From 1954 to 1958 Sri Sarada Math was a branch centre of the Ramakrishna Math at Belur. The Trustees of Belur Math assumed the responsibility of its administration.

On 1 January 1959, the birth anniversary of Sri Sarada Devi, eight Brahmacharinis of the women's Math were ordained into formal Sannyasa and given new names prefixed by 'Pravrajika' and ending with 'prana'. Sri Bharati, the President of the Sarada Math was given the name, Pravrajika Bharatiprana. The others seven brahmacharinis were named as Pravrajikas Muktiprana, Dayaprana, Vidyaprana, Shraddhaprana, Bhaktiprana and Medhaprana.

On 26 August 1959, the Sri Sarada Math was recognised as an independent organisation and the full administration was handed over to the nuns. Seven of its nuns were elected to be the Trustees.

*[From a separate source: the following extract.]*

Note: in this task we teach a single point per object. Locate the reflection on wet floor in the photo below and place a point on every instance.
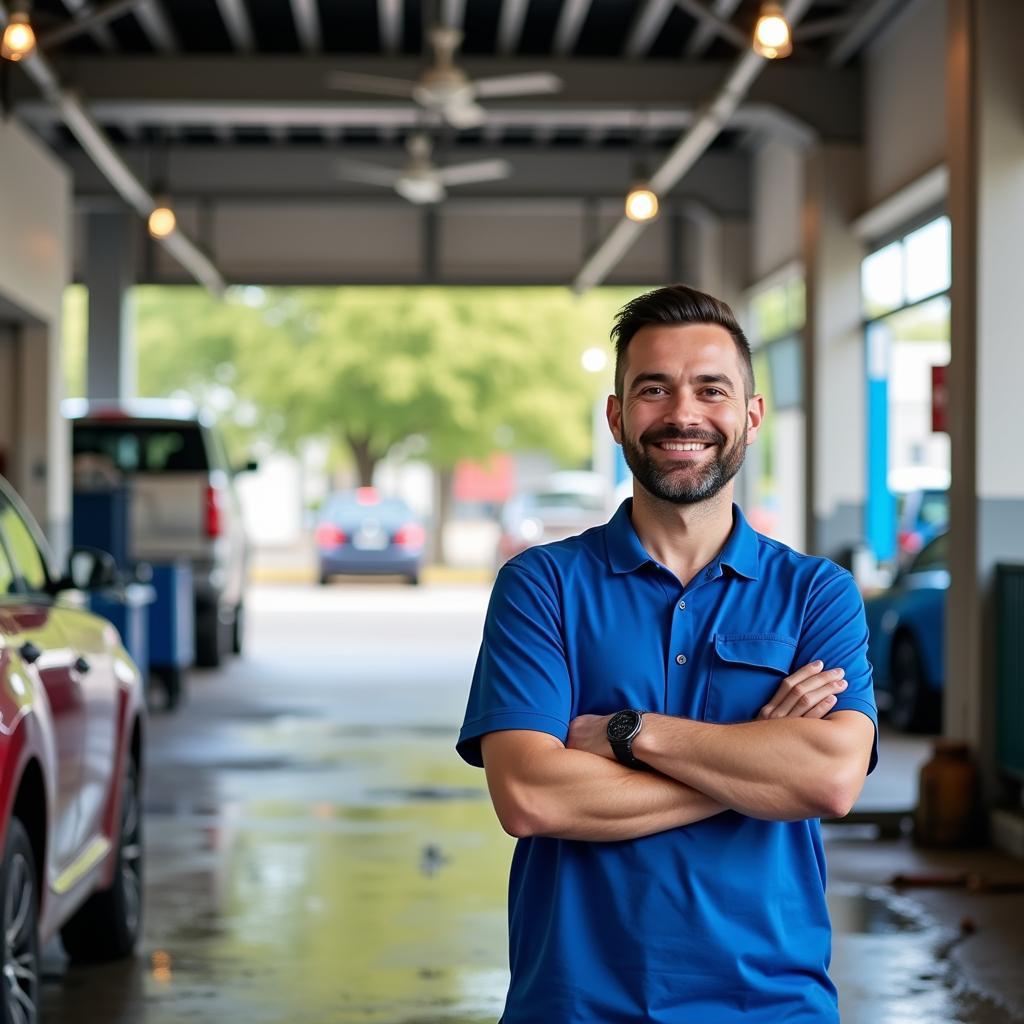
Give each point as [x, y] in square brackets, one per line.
[308, 882]
[316, 853]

The Trust deed was registered on 9 September 1959 and it was officially registered as a non-government trust on 11 September 1959. With this an independent Order of Sannyasinis was created.

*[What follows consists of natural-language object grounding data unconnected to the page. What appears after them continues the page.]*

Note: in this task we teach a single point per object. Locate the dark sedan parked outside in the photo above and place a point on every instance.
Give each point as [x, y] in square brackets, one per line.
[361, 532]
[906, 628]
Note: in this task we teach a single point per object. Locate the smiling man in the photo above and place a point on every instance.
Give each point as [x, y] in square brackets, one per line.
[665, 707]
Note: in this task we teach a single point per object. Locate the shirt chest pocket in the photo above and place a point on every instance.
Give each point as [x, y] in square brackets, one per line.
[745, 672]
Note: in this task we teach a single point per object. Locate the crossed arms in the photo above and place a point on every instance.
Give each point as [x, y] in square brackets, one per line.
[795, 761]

Sankaracharya did not sanction sannyasa for women.

== Motto ==

The motto of Ramakrishna Math and Mission, 'Atmano Mokshartham Jagad Hitaya Ca' is also shared by Sri Sarada Math and Ramakrishna Sarada Mission.

== Work for Women ==
Since its inception, Sri Sarada Math has taken over the major responsibility of uplifting the Indian women which was till then handled by Ramakrishna Math and Ramakrishna Mission. This is especially in the areas of health care and education of women. Following the legal establishment of Ramakrishna Sarada Mission, the two institutions run by the Ramakrishna Mission for women, the Matri Bhavan (maternity hospital) in south Kolkata and the Entally Ashrama, Women's Welfare Centre in central Kolkata were handed over to Ramakrishna Sarada Mission in 1961.

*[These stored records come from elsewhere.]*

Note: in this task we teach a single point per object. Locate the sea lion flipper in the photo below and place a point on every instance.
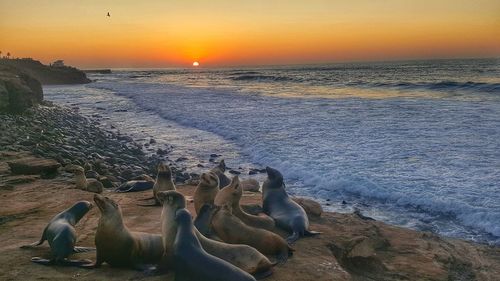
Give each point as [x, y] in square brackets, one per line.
[42, 261]
[311, 232]
[83, 249]
[292, 238]
[203, 220]
[34, 244]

In 1963, the Ramakrishna Mission authorities handed over the Sister Nivedita Girls' School to the Ramakrishna Sarada Mission.

== Presidents ==

1. Pravrajika Bharatiprana
2. Pravrajika Mokshaprana
3. Pravrajika Shraddhaprana
4. Pravrajika Bhaktiprana
5. Pravrajika Anandaprana
6. Pravrajika Premaprana

== Branches ==
=== Sri Lanka ===
Sri Ramakrishna Sarada Samity was started in Colombo in 1970 and in 2006, it became a branch centre of the Sarada Math with a new name as Ramakrishna Sarada Mission (Lanka Branch). Along with spiritual education, this branch also conducts various humanitarian and social welfare activities in Sri Lanka. Its current president is Pravrajika Sushantaprana.

=== Australia===
The branch centre in Australia, known as (Ramakrishna Sarada) Vedanta Society of New South Wales was formed in 1974. This branch conducts classes, retreats, discussions on meditation, Yoga, Vedanta, and observe some Hindu festival celebration. Its current president is Pravrajika Gayatriprana.

== Publications ==
Nibodhata, is its Bengali journal published every two months.